The media's interest is piqued by the relatively large salaries on offer for working on the docks, with 4,000 euros per month or more on offer once salary supplements are taken into consideration.
Taloussanomat says that working on the dockers have long been the elite of working class trades, and now there is a chance for anyone to join in. Little to no schooling is required for a job at the harbour, and recruiters have already received a couple of hundred applications.
The reason for the boom is apparently the new paper pulp plant in Äänekoski, which is exporting forest products worldwide.
Cheerleaders lose their spot
There has been much outrage over the decision, reported in Turun Sanomat, to get rid of cheerleaders at TPS hockey matches. The Turku club made the move after noticing that sales of snacks and refreshments were down because queues were too big during breaks in play.
To solve that problem, the club wants to employ sellers who can ply the stands. There's just one problem: the cheerleaders in ice hockey matches strut their stuff on the stairs, making the hot dog merchants' task that bit harder.

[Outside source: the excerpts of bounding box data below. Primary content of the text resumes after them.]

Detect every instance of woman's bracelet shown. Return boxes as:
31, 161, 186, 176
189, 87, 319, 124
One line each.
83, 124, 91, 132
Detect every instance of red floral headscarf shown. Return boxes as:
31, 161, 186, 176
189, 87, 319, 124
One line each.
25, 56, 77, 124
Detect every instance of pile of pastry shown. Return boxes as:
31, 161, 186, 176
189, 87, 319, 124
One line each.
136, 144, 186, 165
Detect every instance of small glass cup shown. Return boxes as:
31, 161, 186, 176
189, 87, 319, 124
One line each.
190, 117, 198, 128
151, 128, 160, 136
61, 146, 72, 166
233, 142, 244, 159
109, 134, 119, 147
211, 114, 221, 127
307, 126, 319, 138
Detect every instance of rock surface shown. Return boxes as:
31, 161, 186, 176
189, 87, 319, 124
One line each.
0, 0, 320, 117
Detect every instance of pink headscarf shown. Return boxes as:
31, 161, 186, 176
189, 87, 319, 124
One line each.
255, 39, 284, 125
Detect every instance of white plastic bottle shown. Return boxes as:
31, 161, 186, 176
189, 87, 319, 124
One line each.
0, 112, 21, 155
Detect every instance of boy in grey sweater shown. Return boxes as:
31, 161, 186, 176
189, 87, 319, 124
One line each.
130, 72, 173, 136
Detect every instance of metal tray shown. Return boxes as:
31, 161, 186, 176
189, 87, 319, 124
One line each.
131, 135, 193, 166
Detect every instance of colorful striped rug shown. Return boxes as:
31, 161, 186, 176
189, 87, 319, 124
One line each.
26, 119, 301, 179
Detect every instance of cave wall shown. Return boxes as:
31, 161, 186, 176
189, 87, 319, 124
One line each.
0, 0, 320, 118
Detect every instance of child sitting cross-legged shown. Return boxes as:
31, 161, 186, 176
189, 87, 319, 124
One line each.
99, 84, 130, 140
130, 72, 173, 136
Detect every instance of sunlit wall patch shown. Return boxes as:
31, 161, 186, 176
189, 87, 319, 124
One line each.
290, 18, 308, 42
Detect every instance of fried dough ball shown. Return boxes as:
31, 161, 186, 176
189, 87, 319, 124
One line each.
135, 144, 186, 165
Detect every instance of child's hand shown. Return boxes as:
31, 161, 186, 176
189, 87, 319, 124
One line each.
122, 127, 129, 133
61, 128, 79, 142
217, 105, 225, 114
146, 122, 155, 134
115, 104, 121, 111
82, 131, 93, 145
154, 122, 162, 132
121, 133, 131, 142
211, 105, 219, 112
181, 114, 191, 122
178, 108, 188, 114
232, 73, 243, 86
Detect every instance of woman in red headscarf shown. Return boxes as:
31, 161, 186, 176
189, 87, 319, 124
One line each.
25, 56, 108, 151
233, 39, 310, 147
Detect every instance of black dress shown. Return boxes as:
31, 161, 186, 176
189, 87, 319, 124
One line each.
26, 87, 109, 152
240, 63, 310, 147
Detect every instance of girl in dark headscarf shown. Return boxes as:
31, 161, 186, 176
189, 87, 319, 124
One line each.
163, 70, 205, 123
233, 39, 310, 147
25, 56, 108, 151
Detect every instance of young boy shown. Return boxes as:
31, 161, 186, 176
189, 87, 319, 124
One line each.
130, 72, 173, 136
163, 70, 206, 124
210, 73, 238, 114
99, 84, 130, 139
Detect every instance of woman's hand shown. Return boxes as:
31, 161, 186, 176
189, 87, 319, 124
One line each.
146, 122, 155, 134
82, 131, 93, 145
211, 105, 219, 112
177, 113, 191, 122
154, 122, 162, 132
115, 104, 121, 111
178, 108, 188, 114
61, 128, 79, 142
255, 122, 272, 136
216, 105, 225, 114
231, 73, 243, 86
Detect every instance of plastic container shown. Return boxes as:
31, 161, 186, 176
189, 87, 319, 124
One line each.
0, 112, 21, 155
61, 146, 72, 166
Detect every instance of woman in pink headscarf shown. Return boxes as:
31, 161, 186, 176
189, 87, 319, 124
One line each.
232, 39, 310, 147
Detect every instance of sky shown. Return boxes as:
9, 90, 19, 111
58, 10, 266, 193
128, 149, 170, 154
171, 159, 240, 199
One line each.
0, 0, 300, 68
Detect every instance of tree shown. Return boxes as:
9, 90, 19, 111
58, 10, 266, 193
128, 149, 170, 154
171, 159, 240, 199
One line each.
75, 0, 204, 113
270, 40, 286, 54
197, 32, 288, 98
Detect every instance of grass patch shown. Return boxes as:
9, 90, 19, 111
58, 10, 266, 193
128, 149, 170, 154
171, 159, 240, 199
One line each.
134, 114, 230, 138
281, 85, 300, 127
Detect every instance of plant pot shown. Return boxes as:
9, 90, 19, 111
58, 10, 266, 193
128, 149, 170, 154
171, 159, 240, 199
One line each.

TPS reportedly asked the cheerleaders if they'd be willing to deliver food and beverages to hungry fans, but were given short shrift. That led to club CEO Mika Eskola taking the tough decision to turf them out of the Turku Arena.
"A very stupid decision" moaned gossip mag Seiskä, while other media also questioned the decision. Kauppalehti ran a column in support of the move, however, on the not unreasonable grounds that it is very rare to see sports clubs make decisions based on business sense rather than emotion.